STEARNS COUNTY, Minn. - Sitting at his kitchen table, salsa cooking on the stove behind him, the man who wants to be known as John looks disgusted.
Twenty-three years ago, when he was 17, he left his small town in Mexico and paid a coyote to bring him into the U.S. He wasn’t planning on coming to Minnesota, he said, but this was where they brought him and where he found work at a dairy farm in Stearns County, Minnesota’s No. 1 milk producing county.
He found a wife, too, as well as opportunity not available to them in Mexico. He receives a good wage here after working his way up the ladder. Four years ago, he was able to buy a cozy, two-story house in a small city in Stearns County. He’s been able to send clothes and money to family in Mexico. Together, he and his wife have four children, and the youngest two, now teenagers, are American citizens.

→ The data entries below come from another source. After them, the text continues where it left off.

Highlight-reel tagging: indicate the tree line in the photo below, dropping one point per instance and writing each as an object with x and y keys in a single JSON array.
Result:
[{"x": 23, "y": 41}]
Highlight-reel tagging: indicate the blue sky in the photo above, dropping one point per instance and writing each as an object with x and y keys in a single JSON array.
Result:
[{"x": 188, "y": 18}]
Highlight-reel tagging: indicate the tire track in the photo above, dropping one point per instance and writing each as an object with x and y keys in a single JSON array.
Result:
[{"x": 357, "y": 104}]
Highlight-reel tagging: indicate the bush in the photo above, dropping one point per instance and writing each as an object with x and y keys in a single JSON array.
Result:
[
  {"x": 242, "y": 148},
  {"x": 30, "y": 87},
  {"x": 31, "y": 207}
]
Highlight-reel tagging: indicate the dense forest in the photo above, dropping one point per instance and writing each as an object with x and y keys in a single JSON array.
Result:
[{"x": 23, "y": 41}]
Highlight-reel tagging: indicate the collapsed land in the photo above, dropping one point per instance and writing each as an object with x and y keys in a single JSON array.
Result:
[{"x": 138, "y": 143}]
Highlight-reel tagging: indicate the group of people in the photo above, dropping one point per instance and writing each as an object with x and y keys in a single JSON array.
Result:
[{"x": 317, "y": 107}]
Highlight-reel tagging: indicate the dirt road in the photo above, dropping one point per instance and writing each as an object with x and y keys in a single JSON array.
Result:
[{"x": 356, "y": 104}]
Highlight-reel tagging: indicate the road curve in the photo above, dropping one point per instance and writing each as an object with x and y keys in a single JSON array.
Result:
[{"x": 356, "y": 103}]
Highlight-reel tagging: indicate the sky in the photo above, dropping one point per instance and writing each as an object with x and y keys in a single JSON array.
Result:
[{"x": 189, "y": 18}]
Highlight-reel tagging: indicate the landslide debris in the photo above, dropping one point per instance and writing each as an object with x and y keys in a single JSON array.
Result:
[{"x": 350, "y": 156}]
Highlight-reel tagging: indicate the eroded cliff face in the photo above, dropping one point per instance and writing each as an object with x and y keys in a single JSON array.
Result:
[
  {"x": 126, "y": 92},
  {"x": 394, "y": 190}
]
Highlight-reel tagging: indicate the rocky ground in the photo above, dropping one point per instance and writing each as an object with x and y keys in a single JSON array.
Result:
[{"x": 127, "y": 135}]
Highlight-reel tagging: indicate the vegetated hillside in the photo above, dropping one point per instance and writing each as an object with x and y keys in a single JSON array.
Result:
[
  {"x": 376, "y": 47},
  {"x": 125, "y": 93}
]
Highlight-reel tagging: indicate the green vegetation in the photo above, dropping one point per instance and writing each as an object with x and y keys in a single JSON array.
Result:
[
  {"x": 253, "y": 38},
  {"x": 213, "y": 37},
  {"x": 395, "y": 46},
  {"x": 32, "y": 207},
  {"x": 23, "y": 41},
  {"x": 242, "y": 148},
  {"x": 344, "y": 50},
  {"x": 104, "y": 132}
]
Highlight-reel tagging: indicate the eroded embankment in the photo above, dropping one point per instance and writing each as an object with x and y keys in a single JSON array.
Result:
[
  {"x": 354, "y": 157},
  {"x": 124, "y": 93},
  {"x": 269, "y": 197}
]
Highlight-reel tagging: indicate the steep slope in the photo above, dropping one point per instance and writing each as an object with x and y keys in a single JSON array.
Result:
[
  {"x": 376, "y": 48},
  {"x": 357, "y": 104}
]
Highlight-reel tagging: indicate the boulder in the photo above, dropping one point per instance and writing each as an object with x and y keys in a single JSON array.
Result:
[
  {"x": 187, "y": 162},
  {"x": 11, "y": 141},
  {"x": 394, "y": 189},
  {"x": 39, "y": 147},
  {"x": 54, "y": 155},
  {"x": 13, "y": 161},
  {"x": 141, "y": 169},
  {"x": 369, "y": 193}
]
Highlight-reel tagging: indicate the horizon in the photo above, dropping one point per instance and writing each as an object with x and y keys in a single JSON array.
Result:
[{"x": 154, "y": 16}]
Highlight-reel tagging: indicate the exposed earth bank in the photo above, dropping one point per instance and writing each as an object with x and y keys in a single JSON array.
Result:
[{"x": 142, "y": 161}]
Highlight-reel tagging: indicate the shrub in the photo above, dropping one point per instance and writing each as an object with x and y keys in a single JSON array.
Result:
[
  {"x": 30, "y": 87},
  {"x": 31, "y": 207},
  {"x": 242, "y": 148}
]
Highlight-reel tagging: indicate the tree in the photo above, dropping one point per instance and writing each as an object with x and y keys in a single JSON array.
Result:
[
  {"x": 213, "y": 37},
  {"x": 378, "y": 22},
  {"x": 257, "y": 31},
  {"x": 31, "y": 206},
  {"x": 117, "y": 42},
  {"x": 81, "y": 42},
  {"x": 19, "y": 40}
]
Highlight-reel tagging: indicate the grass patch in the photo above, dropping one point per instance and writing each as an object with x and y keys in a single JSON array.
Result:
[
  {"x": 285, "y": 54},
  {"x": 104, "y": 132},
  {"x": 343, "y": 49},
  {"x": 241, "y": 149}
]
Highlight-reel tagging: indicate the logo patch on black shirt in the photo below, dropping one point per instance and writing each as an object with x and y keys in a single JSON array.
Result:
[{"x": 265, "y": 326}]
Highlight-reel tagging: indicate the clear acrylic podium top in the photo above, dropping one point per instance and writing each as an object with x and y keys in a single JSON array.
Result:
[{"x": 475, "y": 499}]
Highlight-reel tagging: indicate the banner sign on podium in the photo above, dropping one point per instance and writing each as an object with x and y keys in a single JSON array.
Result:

But the wave of anti-immigrant fervor that has swept across the country has left John and his family deeply unsettled, wondering if they should move back to Mexico.
“It’s hard to live in a country where people don’t like you or don’t want you,” said John’s wife, who wants to be known as Maria.
Fearing deportation, they agreed to talk to me in exchange for anonymity.
One thing that disgusts John is the poor opinion many Americans have of undocumented immigrants like him and his wife. Undocumented immigrants form the backbone of American agriculture. Just over half of all dairy workers are immigrants, many of them undocumented, and the farms they work for produce 79% of the nation’s dairy supply, according to the National Milk Producers Federation, a dairy industry lobby group.
What that means for John is work. Not just steady work, but all-consuming, yes-boss, no-boss, no-paid-time-off sort of work that Americans wouldn’t put up with because Americans don’t live under the constant threat of deportation. In his 23 years in the United States, he has not gotten more than three days off in a row, he says. No holidays. No paid vacation. No health insurance.